The set of metrics in Eq.4 are used to evaluate the prediction quality of a multi-label AI tool for all the samples in the entire system concerned [296], and hence is called the "set of metrics for the global accuracy" or the "set of global metrics".

## Concluding Remarks and Perspectives

The AI tools introduced in this review paper for predicting PTM sites have been all established by following the 5-steps rule [88], and hence they each have a user-friendly web server for the majority of experimental scientists to easily get their desired data. Also, their cornerstones are based on PseAAC [34-36,88,253] or PseKNC [37,254,256, 257,264,297], and hence their prediction quality is usually higher than the other PTM prediction methods without using the PseAAC or PseKNC approach.

As we can see from the Sections 3, 4, and 5, the most web-servers available are for the AI tools aimed at identifying the PTM sites in protein sequences, the next are at DNA sequences, and the least at RNA sequences. It is anticipated, however, that with more experimental data available in the future, the benchmark datasets for the PTM sites in RNA and DNA sequences will be enriched as well. The existing AI tools will not only be easily extended to cover more RNA and DNA sequences, but also further improve the prediction quality in all kinds of biological sequences.

It is worthy of noting that recently the 5-ateps rule has also been used in many different areas [84,298-314].

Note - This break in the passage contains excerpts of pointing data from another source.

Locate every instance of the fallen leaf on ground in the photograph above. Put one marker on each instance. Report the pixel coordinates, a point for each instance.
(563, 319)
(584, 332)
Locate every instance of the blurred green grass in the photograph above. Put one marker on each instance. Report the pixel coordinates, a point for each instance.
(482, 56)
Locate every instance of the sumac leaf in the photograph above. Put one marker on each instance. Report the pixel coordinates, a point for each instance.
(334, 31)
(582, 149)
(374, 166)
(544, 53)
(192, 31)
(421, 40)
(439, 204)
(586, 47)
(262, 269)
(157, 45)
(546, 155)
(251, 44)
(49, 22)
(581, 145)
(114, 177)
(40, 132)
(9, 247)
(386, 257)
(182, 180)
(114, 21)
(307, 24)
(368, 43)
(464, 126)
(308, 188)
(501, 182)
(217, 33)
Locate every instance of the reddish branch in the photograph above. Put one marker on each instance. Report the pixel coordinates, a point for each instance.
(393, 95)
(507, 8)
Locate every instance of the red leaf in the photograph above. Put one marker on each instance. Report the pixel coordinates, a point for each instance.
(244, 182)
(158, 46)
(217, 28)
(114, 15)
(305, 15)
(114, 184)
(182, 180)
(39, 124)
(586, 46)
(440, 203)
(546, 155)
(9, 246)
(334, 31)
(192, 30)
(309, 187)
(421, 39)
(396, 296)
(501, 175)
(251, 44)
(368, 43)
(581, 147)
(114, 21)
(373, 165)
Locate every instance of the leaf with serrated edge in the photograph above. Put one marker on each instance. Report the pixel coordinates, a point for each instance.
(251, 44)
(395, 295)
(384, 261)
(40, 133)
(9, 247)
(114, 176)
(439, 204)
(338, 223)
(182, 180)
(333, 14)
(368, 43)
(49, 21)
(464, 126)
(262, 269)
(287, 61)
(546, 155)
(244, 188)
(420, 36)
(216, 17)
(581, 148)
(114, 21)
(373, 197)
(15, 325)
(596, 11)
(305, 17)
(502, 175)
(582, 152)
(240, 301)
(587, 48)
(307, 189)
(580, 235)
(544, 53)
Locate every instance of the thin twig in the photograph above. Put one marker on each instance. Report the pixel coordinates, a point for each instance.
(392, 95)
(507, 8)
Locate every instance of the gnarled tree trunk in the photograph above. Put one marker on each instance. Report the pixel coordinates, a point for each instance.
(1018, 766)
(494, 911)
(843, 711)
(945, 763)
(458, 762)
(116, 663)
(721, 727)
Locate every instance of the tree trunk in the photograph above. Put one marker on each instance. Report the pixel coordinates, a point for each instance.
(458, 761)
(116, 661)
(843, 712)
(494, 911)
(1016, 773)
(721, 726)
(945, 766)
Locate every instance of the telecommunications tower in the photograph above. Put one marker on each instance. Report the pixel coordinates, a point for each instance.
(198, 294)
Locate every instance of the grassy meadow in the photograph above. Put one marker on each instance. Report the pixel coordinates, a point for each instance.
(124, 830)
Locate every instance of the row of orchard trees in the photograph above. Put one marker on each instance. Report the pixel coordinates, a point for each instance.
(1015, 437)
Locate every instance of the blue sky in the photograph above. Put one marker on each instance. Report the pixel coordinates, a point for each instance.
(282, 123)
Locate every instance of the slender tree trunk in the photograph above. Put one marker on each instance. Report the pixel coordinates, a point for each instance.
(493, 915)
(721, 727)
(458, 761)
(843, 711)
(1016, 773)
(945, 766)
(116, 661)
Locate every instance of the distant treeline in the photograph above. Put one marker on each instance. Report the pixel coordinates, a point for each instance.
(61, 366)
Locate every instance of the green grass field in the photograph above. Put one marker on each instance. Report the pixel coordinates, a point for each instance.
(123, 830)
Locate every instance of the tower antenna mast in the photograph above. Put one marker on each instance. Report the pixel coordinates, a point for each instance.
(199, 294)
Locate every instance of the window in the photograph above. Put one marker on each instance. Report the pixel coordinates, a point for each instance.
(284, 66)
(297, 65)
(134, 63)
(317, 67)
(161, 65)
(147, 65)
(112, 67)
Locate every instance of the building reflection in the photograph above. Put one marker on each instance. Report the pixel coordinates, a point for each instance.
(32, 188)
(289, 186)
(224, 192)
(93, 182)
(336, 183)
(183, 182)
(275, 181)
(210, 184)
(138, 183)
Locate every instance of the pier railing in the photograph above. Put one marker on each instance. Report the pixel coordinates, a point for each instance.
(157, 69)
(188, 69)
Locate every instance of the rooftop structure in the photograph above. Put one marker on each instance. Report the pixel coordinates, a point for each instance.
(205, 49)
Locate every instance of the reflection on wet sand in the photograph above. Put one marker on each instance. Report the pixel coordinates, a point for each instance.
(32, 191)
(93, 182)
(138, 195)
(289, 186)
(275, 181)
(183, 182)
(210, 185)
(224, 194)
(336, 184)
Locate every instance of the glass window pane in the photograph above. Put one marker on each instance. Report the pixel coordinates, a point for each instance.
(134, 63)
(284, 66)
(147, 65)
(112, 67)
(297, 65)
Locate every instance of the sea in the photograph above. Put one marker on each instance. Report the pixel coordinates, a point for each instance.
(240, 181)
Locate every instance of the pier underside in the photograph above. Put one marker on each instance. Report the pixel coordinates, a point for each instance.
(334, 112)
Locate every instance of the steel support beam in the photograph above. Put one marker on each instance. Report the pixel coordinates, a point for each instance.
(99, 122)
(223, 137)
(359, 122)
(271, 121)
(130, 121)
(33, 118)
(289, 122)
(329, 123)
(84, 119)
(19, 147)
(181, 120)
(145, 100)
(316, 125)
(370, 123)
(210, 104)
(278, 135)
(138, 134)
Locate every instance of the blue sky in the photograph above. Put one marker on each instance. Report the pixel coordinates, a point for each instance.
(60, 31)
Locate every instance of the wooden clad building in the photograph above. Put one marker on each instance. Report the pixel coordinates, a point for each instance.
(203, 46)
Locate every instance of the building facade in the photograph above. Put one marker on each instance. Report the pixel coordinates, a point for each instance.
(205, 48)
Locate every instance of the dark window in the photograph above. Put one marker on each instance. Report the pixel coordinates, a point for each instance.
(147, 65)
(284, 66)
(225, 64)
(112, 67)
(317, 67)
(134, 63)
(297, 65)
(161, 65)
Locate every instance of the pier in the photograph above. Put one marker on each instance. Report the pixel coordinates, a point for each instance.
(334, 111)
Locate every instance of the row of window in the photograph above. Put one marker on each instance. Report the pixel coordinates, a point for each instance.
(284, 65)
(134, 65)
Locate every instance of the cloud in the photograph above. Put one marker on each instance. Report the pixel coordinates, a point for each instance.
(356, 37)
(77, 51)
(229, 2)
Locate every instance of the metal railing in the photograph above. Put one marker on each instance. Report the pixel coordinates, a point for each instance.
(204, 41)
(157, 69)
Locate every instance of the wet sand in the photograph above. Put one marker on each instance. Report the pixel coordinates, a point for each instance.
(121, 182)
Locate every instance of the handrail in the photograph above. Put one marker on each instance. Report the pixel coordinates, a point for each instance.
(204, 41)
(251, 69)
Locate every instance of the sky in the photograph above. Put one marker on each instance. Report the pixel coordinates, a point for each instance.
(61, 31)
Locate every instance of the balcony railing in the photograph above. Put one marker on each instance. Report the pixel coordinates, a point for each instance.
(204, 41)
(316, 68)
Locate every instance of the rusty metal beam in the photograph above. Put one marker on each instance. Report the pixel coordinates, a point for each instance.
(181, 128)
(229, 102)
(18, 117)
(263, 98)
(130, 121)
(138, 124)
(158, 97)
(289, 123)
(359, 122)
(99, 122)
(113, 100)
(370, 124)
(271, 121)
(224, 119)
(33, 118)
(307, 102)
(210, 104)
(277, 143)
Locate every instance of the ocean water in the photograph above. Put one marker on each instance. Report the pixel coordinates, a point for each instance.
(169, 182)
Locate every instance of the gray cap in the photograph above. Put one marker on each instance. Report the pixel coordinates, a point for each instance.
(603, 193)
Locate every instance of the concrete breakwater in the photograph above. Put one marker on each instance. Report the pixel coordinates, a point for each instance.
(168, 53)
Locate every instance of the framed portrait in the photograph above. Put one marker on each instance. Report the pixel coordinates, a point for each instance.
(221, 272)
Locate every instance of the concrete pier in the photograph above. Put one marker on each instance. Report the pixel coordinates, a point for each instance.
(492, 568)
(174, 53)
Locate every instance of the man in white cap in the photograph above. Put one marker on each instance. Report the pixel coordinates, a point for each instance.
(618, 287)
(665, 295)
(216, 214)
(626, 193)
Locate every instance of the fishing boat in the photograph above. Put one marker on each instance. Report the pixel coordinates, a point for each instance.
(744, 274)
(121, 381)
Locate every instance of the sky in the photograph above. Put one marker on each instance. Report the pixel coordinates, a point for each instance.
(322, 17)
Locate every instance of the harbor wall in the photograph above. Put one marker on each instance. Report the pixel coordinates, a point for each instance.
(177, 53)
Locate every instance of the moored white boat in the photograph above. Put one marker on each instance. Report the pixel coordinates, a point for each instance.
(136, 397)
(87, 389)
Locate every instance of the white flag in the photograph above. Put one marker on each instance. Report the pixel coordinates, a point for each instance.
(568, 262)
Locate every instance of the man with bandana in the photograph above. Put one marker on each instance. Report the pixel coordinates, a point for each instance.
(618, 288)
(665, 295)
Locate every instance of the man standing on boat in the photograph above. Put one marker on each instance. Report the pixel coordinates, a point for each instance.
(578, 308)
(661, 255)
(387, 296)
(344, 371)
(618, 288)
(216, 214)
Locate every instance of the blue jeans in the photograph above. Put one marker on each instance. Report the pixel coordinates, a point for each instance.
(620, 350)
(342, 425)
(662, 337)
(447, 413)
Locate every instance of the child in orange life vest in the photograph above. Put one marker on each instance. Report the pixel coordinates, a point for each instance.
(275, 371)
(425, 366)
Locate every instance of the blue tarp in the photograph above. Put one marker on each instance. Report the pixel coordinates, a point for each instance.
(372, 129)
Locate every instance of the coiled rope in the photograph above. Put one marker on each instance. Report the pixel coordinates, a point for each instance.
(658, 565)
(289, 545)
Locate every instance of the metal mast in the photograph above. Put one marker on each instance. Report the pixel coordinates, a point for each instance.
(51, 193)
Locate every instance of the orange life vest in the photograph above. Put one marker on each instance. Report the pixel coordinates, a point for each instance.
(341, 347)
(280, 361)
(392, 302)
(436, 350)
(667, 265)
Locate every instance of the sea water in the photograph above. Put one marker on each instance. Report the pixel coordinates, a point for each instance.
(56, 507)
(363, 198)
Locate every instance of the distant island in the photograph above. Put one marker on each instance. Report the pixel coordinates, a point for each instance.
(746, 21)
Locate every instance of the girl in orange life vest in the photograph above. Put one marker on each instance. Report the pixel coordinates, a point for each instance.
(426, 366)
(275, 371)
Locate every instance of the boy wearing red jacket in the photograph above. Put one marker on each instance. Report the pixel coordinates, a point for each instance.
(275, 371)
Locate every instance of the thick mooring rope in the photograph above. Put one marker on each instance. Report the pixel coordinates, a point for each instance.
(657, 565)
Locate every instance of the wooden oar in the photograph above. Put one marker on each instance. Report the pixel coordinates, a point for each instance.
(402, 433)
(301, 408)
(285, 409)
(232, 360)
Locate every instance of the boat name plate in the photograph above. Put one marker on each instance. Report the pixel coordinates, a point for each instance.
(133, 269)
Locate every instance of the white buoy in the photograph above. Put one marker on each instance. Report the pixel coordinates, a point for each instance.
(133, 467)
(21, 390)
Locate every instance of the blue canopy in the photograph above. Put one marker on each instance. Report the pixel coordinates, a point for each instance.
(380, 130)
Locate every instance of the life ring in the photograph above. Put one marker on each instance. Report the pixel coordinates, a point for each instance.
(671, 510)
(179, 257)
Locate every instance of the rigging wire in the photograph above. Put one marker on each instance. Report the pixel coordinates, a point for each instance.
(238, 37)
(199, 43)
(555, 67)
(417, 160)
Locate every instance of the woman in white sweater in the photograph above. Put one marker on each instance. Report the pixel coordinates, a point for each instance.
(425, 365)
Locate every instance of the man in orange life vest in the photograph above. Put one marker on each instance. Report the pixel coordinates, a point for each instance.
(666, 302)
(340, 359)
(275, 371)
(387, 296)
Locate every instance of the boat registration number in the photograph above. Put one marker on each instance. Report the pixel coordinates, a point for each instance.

Meanwhile it has not escaped our notice that using graphic approaches to study biological and medical systems can provide an intuitive vision and useful insights for helping analyze complicated relations therein as shown in the systems of enzyme fast reaction [315-317], graphical rules in molecular biology [318-321], and low-frequency internal motion in biomacromolecules (such as protein and DNA) [322]. Particularly, what happened is that this kind of insightful implication has also been demonstrated in [323] and many follow-up publications [324-339].

## Acknowledgement

The author wishes to thank Dr. Michelle Claus for the invitation to write this paper.

## Abstract

Identification of the sites of post-translational modifications (PTMs) in protein, RNA, and DNA sequences is currently a very hot topic. This is because the information thus obtained is very useful for in-depth understanding the biological processes at the cellular level and for developing effective drugs against major diseases including cancers and Alzheimer's as well. Although this can be realized by means of various experimental techniques, it is both time-consuming and costly to determine the PTM sites purely based on experiments. With the avalanche of biological sequences generated in the post-genomic age, it is highly desired to develop artificial intelligence (AI) tools for rapidly and effectively identifying the PTM sites. In the last few years, many efforts have been made in this regard, and considerable progresses have been achieved. This review is focused on those AI tools that have the following two features. (1) They have been developed by strictly observing the 5-steps rule so that they each have a user-friendly web-server for the majority of experimental scientists to easily get their desired data without the need to go through the detailed mathematics involved. (2) Their cornerstones have been based on PseAAC (Pseudo Amino Acid Composition) or PseKNC (Pseudo K-tuple Nucleotide Composition), and hence the prediction quality is generally remarkably higher than most of the other PTM prediction methods without such base.